In most cars manufactured today, the timing belt (cam belt) controls the opening and closing (timing) of the internal combustion engine’s valves. Previously, cars were manufactured with timing chains, and some still use chains today. Additionally, there are some automobile engines (VW Flat-4 Air Cooled, Toyota Straight-6 F Engine) that use gears to establish proper synchronization of valve timing.
How the Timing Belt Operates
The crankshaft is connected to the camshaft(s) to control the opening and closing of the engine’s valves. With a four-stroke engine, the valves are timed to open on every second revolution of the crankshaft. This is achieved with the timing belt. Each engine has a timing belt designed for its specific operation. The teeth in the belt are designed to synchronize the rotation of the camshaft(s) to the crankshaft.
Advantages of Belts
Although timing chains or gears are more durable than timing belts, they are also noisier when operating. Rubber composite belts are less expensive than gears or chains. Because the belt weighs less than the metallic counterpart, the engine may also prove more efficient as well. Although timing belts do not require lubrication, like chains and gears, they must be replaced at intervals as suggested by the manufacturer.

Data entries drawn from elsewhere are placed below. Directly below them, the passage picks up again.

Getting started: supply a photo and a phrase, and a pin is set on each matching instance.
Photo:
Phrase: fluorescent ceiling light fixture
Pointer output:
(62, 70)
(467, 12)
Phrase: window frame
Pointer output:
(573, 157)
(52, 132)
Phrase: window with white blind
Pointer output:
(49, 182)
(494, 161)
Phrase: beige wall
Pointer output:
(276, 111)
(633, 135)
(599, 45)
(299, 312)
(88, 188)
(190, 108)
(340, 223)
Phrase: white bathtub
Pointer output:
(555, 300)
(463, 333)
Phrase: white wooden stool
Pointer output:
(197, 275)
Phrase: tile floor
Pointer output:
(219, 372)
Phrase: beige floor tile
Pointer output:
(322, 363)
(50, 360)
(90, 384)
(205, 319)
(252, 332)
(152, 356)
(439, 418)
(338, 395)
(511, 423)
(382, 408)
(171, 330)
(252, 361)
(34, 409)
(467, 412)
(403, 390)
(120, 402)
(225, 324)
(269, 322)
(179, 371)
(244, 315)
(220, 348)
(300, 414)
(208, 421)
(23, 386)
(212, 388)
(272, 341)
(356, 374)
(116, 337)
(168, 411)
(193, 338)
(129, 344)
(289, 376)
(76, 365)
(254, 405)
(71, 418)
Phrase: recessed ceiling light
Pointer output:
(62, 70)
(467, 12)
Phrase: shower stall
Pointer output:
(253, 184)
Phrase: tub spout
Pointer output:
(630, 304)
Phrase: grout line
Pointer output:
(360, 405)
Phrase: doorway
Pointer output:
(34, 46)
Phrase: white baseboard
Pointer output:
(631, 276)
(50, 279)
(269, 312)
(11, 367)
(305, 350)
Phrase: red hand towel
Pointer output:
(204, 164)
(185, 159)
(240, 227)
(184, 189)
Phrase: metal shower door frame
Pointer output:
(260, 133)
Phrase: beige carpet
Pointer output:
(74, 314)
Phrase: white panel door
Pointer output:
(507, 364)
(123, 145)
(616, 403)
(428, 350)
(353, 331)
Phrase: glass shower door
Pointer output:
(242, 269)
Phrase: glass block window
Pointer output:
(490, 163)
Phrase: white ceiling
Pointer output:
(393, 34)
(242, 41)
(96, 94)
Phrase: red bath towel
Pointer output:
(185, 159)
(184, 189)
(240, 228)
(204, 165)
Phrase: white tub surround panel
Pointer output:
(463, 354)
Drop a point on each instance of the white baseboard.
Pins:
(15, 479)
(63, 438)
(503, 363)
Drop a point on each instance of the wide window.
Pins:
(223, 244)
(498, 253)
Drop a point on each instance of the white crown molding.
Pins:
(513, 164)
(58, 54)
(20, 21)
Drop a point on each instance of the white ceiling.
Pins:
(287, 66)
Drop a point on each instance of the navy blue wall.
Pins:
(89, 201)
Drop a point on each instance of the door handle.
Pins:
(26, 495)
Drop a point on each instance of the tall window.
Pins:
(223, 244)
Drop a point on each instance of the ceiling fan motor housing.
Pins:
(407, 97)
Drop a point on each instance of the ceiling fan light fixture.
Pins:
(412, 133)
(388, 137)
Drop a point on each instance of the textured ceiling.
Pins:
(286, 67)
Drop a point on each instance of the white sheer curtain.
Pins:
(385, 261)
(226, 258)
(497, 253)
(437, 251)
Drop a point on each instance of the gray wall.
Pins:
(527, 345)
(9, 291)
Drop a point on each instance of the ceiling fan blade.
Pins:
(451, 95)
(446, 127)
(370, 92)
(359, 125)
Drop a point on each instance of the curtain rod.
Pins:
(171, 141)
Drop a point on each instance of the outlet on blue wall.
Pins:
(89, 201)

Usually around 60,000 miles – 90,000 miles you should schedule a Mukilteo Timing Belt Replacement. It is essential that the timing belt be replaced as recommended to avoid catastrophic engine failure. The most common failure of a timing belt includes:
- Stripped Teeth on Timing Belt
- Fiber Cores Break on Belt
- Fibers De-laminate
- Belt Tensioner Failure
- Gear and/or Idler Bearing(s) failure
When a timing belt is replaced, it is crucial that the tension be correct. If the belt is too loose, it will “whip”, too tight will place excess tension on the belt, causing it to squeal or whine. Either case of improper tension will diminish the life of the belt. Generally, when you have a Everett Timing Belt Replacement the belt tensioner will be replace as well. Please note: if the failure is the tensioner or with the gear/idler bearings, the timing belt will de-rail.

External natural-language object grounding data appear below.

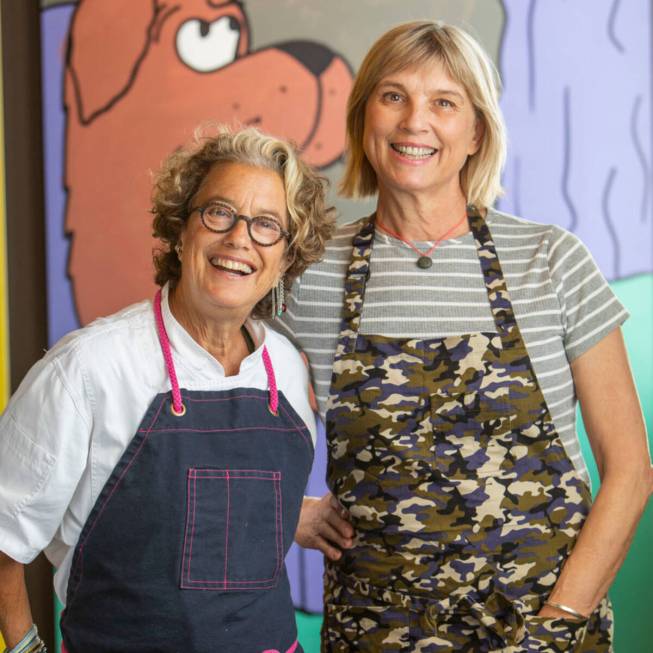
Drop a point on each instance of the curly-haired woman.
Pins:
(159, 455)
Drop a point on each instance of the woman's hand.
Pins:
(15, 614)
(617, 434)
(324, 525)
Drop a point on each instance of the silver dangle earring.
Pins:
(278, 295)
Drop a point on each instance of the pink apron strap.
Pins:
(178, 407)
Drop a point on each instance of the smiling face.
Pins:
(420, 127)
(228, 271)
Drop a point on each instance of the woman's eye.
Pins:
(218, 211)
(267, 223)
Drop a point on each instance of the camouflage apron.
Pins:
(464, 501)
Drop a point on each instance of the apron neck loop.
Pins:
(357, 275)
(273, 402)
(495, 283)
(178, 407)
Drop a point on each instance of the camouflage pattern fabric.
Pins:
(463, 499)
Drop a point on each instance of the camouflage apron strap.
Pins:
(357, 275)
(495, 284)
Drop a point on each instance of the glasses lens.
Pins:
(265, 230)
(218, 217)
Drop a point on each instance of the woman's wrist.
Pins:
(30, 643)
(554, 609)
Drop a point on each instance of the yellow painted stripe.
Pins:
(4, 315)
(4, 326)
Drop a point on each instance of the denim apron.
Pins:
(184, 549)
(464, 501)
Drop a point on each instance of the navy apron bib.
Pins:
(184, 549)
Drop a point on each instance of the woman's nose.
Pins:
(415, 117)
(238, 235)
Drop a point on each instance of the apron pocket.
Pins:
(233, 536)
(368, 629)
(553, 635)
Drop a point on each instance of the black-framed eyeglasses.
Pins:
(220, 218)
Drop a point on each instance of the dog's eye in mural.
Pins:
(207, 46)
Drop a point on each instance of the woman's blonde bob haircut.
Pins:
(310, 223)
(412, 45)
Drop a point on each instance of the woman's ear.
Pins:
(479, 133)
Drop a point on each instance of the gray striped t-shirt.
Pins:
(561, 300)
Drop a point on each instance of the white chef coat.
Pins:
(77, 409)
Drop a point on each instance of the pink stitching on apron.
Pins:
(292, 648)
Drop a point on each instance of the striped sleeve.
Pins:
(590, 309)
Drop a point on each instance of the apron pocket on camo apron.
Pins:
(368, 629)
(233, 534)
(553, 635)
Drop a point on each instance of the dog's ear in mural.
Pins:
(141, 75)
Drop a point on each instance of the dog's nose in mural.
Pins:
(140, 77)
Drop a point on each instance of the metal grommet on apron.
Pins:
(184, 549)
(464, 501)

Today, timing belts are typically made of rubber with high tensile fibers (HTF) along the length of the belt; the HTFs are the tension member of the belt. High temperatures and oil, antifreeze and water will affect the integrity of the rubber and the HTF. Newer, more expensive, more resistant belts are made of Highly Saturated Nitrile (HSN). For a standard timing belt, precautions must be taken to avoid contact with degrading substances or conditions. Some manufacturers provide a protective cover for the timing belt that must be removed for inspection/replacement.